Investors are being urged to prepare for a new era of heightened volatility, driven by complicated macroeconomic environments, as well as transformative forces such as the energy transition and artificial intelligence.

While these changes are expected to contribute to increased complexity, BlackRock’s chief investment strategist for the APAC and Middle East, Ben Powell, said those unwilling to take risks could struggle.

Speaking to the media on Wednesday, Powell said: “We do think things are a little bit more complicated, but it’s critical we don’t misinterpret that as saying we should be so-called risk-off.
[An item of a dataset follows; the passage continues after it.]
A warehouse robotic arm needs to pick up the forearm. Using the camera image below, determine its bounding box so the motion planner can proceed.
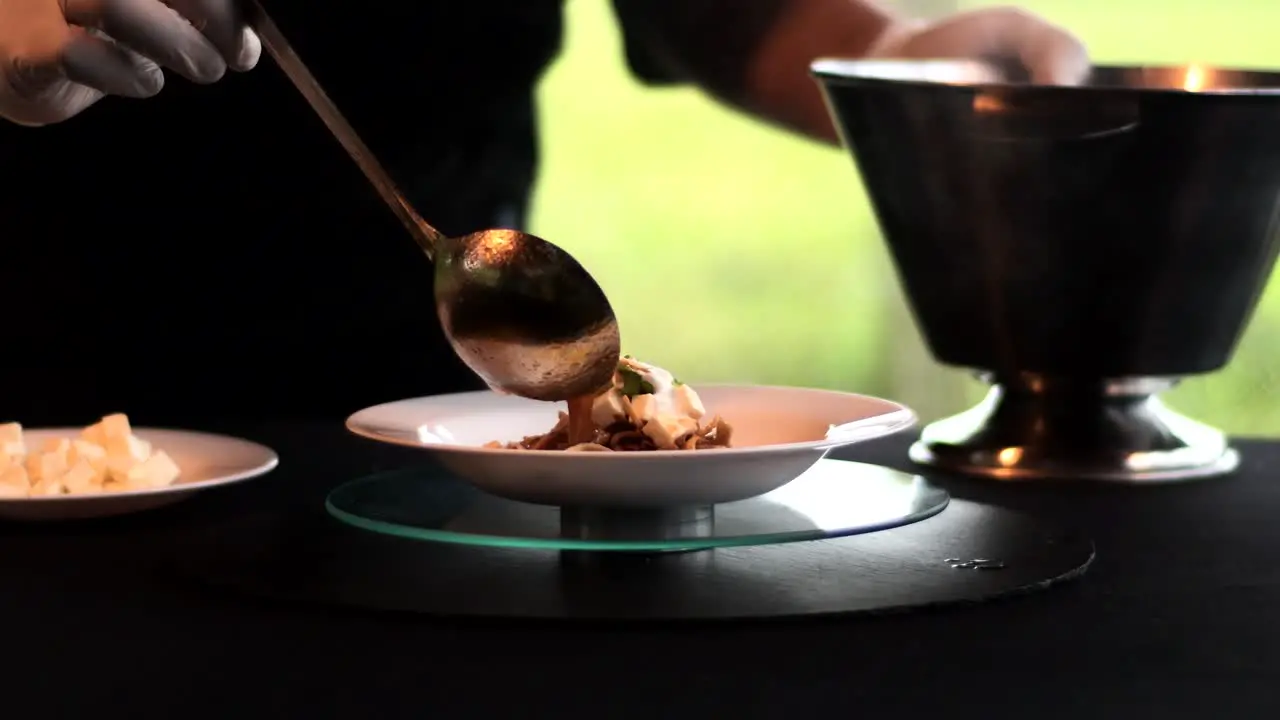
[616,0,899,142]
That’s an old-fashioned mindset”.

==
==

“Our framing is that it’s different – the investment macro market context has changed, so we absolutely think investors can and should be leaning into risk,” Powell said.

He explained that given this increasingly complex world, everyone will have to be “much more targeted” and “much more specific”, especially in regard to the type of risk they’re comfortable with.

“It isn’t that old paradigm of a rising tide lifting all boats – it’s going to be surfing particular currents,” he said.

Powell stressed that moving forward, investors must rethink their strategies, shifting away from an era of stable markets and predictable conditions, and instead be ready to make more dynamic portfolio adjustments.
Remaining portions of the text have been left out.